What is Democracy? (4): Conflict

Election rules institute conflict and struggle. The place of power is an empty place (says Claude Lefort). The law forbids that persons occupy or appropriate this place in a permanent way. Power is the result of a regulated struggle for this place, a struggle that is periodically restarted because power itself is periodically called into question. However, conflict is not just institutionalized, it is also channeled: potentially dangerous conflicts between groups or parties competing for power can be battled out or decided in a peaceful , formalized and reasonable way. Since there will always be a next chance for the losers – who, by the way, do not risk loosing anything more than power – there is no need to resort to more forceful means in order to win the battle. In this way, democracy supports the right to security . This is one of the many examples of the link between democracy and human rights.

It is very important to notice the connection between the two different kinds of institutionalization of conflict, namely the conflict of opinions institutionalized by freedom rights, and the power struggle institutionalized by the democratic election procedures.

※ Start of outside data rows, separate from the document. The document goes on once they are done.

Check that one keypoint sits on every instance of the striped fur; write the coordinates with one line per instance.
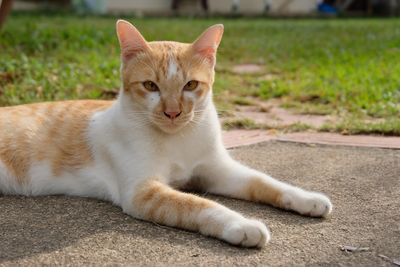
(137, 151)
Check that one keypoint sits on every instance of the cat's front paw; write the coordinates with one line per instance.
(246, 233)
(307, 203)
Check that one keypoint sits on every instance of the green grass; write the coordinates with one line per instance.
(346, 67)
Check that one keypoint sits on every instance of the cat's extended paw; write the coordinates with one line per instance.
(246, 233)
(307, 203)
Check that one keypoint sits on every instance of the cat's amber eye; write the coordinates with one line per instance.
(151, 86)
(191, 85)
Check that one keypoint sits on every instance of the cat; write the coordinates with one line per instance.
(160, 135)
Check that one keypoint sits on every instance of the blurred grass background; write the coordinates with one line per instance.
(348, 67)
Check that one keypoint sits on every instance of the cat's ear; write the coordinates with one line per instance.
(208, 42)
(130, 40)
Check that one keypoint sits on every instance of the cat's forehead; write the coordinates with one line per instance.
(171, 58)
(169, 63)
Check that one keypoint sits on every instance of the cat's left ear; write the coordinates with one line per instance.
(208, 42)
(130, 40)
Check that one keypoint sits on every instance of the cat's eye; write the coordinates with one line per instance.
(151, 86)
(191, 85)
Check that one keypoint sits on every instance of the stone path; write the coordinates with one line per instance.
(237, 138)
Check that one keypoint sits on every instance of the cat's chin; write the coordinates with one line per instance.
(171, 128)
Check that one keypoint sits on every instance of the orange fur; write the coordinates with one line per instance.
(46, 131)
(260, 191)
(160, 203)
(153, 65)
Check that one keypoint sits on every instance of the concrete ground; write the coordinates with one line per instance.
(363, 183)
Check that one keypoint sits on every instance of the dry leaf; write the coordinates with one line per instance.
(353, 249)
(392, 260)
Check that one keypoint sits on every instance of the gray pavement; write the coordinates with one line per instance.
(363, 183)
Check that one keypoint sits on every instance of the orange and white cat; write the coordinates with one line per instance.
(161, 134)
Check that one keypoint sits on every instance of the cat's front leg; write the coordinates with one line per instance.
(225, 176)
(154, 201)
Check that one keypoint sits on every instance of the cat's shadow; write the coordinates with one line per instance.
(35, 225)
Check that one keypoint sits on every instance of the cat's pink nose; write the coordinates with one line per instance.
(172, 114)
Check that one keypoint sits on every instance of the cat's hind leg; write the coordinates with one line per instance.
(159, 203)
(224, 176)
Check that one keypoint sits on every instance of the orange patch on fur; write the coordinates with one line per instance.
(260, 191)
(46, 131)
(162, 204)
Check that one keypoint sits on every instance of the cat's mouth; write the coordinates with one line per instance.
(172, 126)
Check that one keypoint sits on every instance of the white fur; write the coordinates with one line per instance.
(127, 152)
(172, 68)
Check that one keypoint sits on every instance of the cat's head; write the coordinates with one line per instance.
(167, 82)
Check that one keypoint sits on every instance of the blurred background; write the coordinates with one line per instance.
(283, 65)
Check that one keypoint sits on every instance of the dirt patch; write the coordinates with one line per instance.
(270, 114)
(247, 68)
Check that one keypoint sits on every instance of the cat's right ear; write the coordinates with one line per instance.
(130, 40)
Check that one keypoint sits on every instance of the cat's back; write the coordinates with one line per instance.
(51, 132)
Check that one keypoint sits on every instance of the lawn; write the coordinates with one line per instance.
(348, 68)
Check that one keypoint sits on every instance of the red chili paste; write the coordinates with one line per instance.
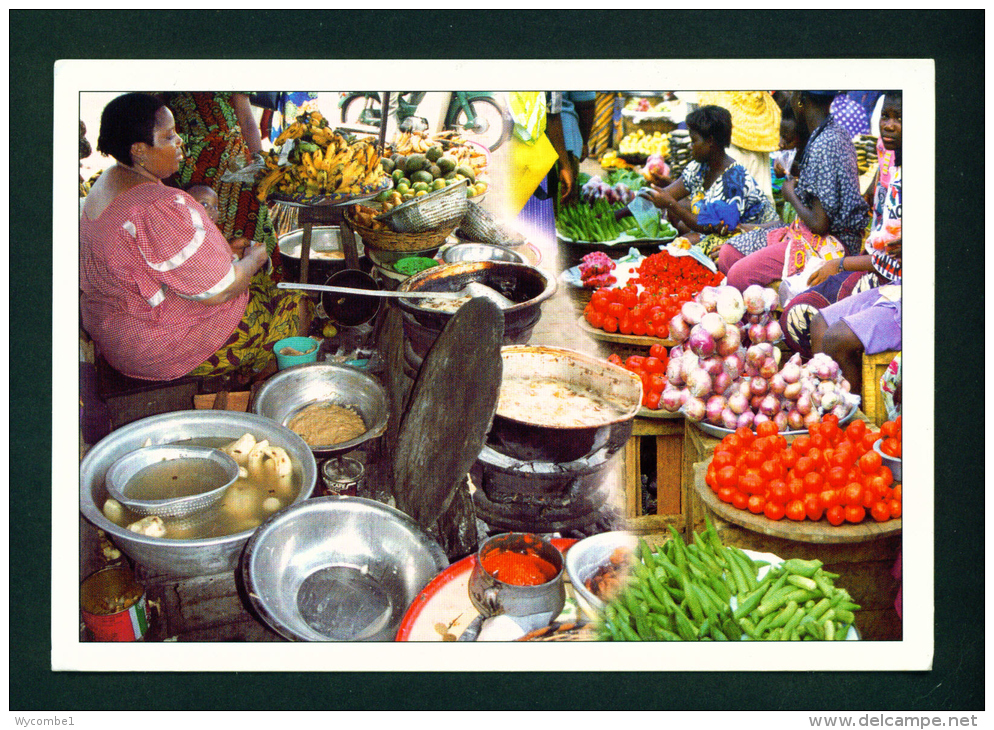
(519, 568)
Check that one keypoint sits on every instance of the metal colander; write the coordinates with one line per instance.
(121, 475)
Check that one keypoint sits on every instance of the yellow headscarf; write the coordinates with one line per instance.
(755, 117)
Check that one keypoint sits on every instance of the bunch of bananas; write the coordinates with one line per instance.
(322, 162)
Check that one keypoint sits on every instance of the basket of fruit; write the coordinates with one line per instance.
(438, 209)
(378, 234)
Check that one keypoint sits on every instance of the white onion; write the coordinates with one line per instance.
(768, 368)
(777, 384)
(694, 409)
(671, 399)
(699, 383)
(774, 333)
(746, 419)
(701, 341)
(713, 408)
(708, 297)
(730, 305)
(679, 329)
(791, 391)
(738, 403)
(770, 405)
(791, 371)
(721, 383)
(714, 324)
(753, 298)
(795, 420)
(693, 312)
(729, 419)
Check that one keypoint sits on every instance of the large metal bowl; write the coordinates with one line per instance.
(588, 556)
(338, 569)
(289, 391)
(183, 557)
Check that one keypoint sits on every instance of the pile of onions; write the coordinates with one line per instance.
(747, 386)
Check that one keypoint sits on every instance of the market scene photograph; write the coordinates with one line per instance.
(492, 367)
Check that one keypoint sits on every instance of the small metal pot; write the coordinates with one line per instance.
(492, 597)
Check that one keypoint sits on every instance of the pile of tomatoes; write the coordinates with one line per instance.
(667, 282)
(830, 472)
(651, 369)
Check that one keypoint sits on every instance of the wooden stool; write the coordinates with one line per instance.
(668, 434)
(873, 369)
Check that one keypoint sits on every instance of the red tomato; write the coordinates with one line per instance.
(658, 351)
(756, 503)
(852, 494)
(836, 515)
(829, 498)
(740, 500)
(773, 511)
(795, 510)
(870, 462)
(855, 513)
(812, 507)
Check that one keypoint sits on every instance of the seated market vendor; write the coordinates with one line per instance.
(160, 292)
(722, 195)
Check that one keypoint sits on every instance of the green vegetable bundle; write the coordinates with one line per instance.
(685, 592)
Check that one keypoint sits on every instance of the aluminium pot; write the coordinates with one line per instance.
(548, 442)
(186, 558)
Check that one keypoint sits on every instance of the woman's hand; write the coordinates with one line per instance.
(825, 271)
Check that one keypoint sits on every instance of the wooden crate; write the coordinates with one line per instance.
(873, 369)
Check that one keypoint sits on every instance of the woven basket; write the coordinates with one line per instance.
(387, 240)
(478, 225)
(429, 212)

These two ways of institutionalizing conflict reinforce each other in a fruitful interaction or reciprocity. The legitimate existence of a continuous, open and public power struggle in which the entire people can participate, justifies and creates public conflict in general, in the society at large and in every domain of life. If conflicts of opinion are allowed in the political domain, then why should they be forbidden in other domains of life? There is no democratic power struggle without freedom of expression because this struggle requires criticism, argumentation and persuasion (in order to form majorities). In this way, democracy protects human rights.

The opposite is also true. Human rights protect democracy because they are necessary prerequisites for a real power struggle. The participants in the power struggle have to be able to express themselves, to present themselves to the electorate, to create a distinct profile for themselves, and to make the electorate familiar with their political program (that is why they need the freedom of expression); they have to be able to organize and associate in a group that is free from government control, because this allows them to gather strength and have a more influential voice (so they need the freedom of association, the rule of law and the separation of state and society); and for the same reasons they have to be able to meet and demonstrate (so they also need the freedom of assembly).

Human rights need democracy. They are safer in a democracy because a democracy needs human rights. But a democracy also needs equal human rights. If everybody does not have equal rights, there can be no equal influence, and if there is no equal influence, there can be no democracy. The creation of public opinion or of the will of the people depends on the equal influence of everybody or, in other words, on the equal ability to convince, and this equal ability requires equal human rights. Equal influence also requires respect for economic rights – because these rights limit the unequal influence of money on politics – and for the right to education for everybody – a right that limits the unequal influence of intellect or talent on politics.